This article is part of a regular series of thought leadership pieces from some of the more influential ETF asset managers in the money management industry. Today's article is by Bob Leggett, senior portfolio advisor at Akron, Ohio-based ValMark Securities, which markets the "TOPS" brand of asset allocation models.
Investors have suffered from “income anxiety” for the past several years as the interest paid on CDs, savings accounts and money market funds contracted to near-zero rates.

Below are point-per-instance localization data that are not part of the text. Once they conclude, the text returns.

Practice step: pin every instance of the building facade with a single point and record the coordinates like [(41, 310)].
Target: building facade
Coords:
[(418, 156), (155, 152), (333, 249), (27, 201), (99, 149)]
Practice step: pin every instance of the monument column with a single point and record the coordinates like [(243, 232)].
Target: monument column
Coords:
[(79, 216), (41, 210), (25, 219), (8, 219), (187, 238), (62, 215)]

Since the Federal Reserve’s zero-interest-rate policy (ZIRP) was largely responsible for this situation, will the upcoming rate increase signaled by the Fed alleviate the situation? To answer that question, we will address these topics:
- The plight of risk-averse income-oriented investors
- The pace of Fed rate hikes
- The shape of the yield curve
Risk-Free, Zero Reward
As everyone knows, the options for investors focused on risk-free income are unattractive. If they decide to invest in shorter-term instruments including money market funds, Treasury obligations, or FDIC-guaranteed certificates of deposit and savings accounts, rates are less than 0.1%, in most cases. Fixed-income investors may enhance income by lengthening portfolio duration, but yields at the longer end of the curve are also near historic lows.

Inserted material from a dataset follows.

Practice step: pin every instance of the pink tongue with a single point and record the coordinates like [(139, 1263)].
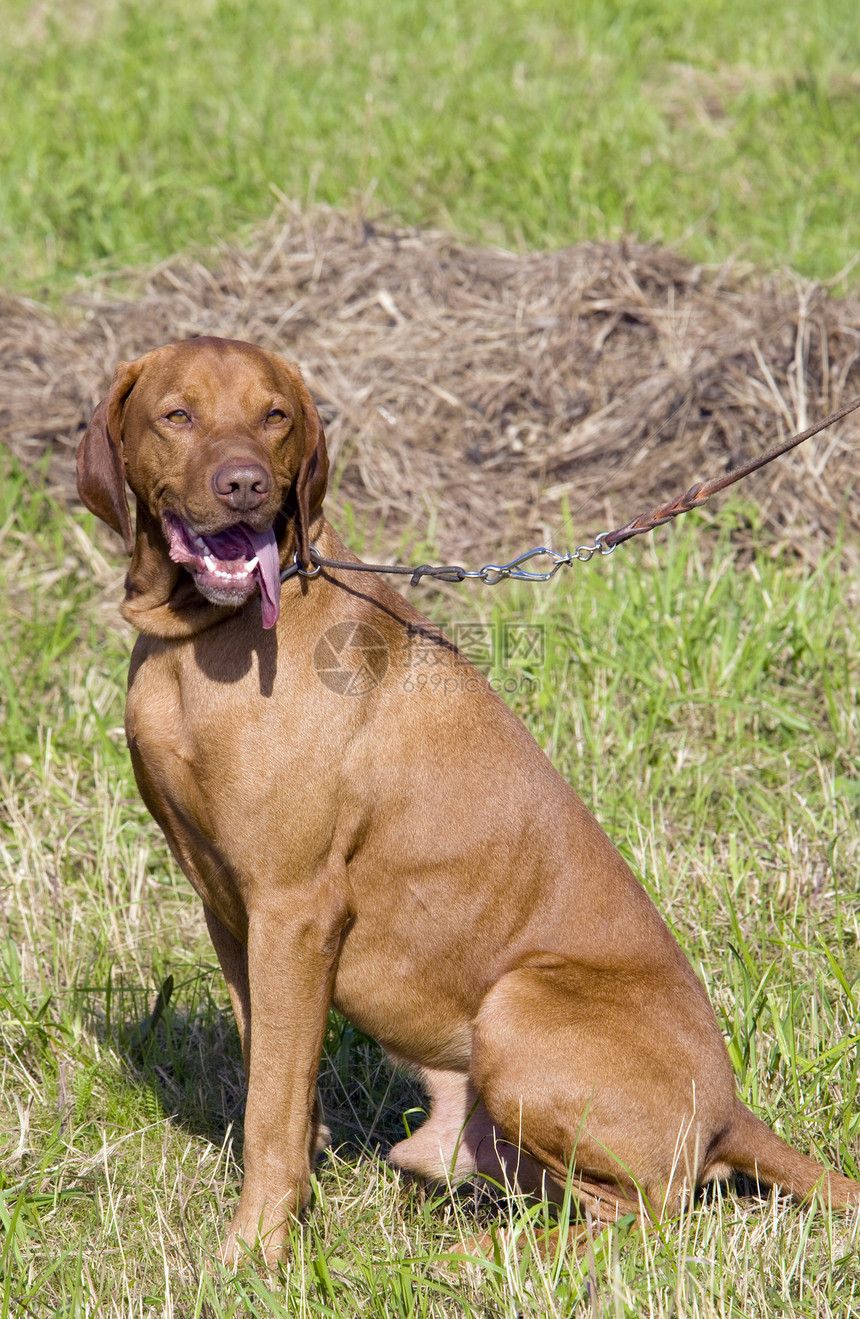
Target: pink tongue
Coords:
[(269, 573), (243, 542)]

Most investors may be better off if they postpone adding long bonds to their portfolios until bond yields rise a few percentage points. Of course, poor timing (buying longer bonds too early or too late) is a risk for investors who attempt this strategy.
One commonly used process to take the timing issue out of play is to use “laddering,” whereby a fixed-income portfolio is built by purchasing individual bonds, CDs or ETFs (such as the Guggenheim BulletShares suite of products) that mature at specific dates over a period of time.
Climbing The ‘Ladder’
The investor receives the interest payments and rolls over (reinvests) maturities in a new security at the upper end of the ladder of maturities they have chosen. The unfortunate fact is that interest rates peaked several years ago, so ladders have generated less and less income with every reinvestment of recent years.

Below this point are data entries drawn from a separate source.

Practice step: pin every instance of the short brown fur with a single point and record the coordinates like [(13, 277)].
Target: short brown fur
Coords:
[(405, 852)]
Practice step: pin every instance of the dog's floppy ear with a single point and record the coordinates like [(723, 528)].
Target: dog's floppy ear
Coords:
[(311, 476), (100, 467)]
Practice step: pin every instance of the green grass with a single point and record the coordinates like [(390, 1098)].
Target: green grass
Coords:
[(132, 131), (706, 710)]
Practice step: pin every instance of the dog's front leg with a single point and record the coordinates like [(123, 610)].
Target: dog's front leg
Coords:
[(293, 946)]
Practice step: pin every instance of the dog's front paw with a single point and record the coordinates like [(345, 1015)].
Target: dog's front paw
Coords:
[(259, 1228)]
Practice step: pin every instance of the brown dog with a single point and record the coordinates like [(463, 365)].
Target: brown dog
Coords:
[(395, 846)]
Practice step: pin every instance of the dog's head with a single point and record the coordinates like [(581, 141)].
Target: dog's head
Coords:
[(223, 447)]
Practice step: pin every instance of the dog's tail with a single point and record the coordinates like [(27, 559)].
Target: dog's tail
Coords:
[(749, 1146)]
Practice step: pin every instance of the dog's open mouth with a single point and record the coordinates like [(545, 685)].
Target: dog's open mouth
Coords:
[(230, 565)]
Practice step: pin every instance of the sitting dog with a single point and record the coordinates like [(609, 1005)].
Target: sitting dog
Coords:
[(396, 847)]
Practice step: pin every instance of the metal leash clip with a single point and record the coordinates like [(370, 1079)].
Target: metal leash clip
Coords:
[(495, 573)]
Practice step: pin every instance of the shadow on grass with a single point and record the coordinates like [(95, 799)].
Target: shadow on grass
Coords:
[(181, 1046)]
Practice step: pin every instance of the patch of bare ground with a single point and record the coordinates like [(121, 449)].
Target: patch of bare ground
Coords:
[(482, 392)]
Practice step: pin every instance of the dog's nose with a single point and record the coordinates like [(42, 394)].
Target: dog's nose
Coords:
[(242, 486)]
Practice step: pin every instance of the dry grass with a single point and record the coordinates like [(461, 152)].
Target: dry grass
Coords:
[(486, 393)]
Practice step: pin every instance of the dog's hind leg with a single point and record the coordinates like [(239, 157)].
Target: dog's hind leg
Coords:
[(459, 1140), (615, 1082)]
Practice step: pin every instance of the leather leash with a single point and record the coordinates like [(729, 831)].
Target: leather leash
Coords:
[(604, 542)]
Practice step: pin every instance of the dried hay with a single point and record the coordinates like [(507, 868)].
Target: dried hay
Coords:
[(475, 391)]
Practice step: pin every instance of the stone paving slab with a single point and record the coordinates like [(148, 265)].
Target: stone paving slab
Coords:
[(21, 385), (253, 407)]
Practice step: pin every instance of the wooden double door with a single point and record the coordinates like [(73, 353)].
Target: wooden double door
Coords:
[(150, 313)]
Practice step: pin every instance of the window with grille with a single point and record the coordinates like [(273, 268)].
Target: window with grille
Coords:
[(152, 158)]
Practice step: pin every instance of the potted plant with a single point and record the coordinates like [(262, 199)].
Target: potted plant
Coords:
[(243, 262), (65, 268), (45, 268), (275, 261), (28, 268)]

This demonstrates that a so-called risk-free investment can still have risks. The risk in this example was “reinvestment risk,” or the risk that interest rates will be lower when matured bonds are reinvested. The upside of a ladder is that it spreads out the reinvestment risk, as opposed to investing the whole portfolio in one maturity.
The second risk is that these are “nominal” interest payments, so a surge of inflation could greatly dilute buying power. The good news is that inflation is extremely low, so at least we can note that the small amount of income available is not being eaten up by inflation.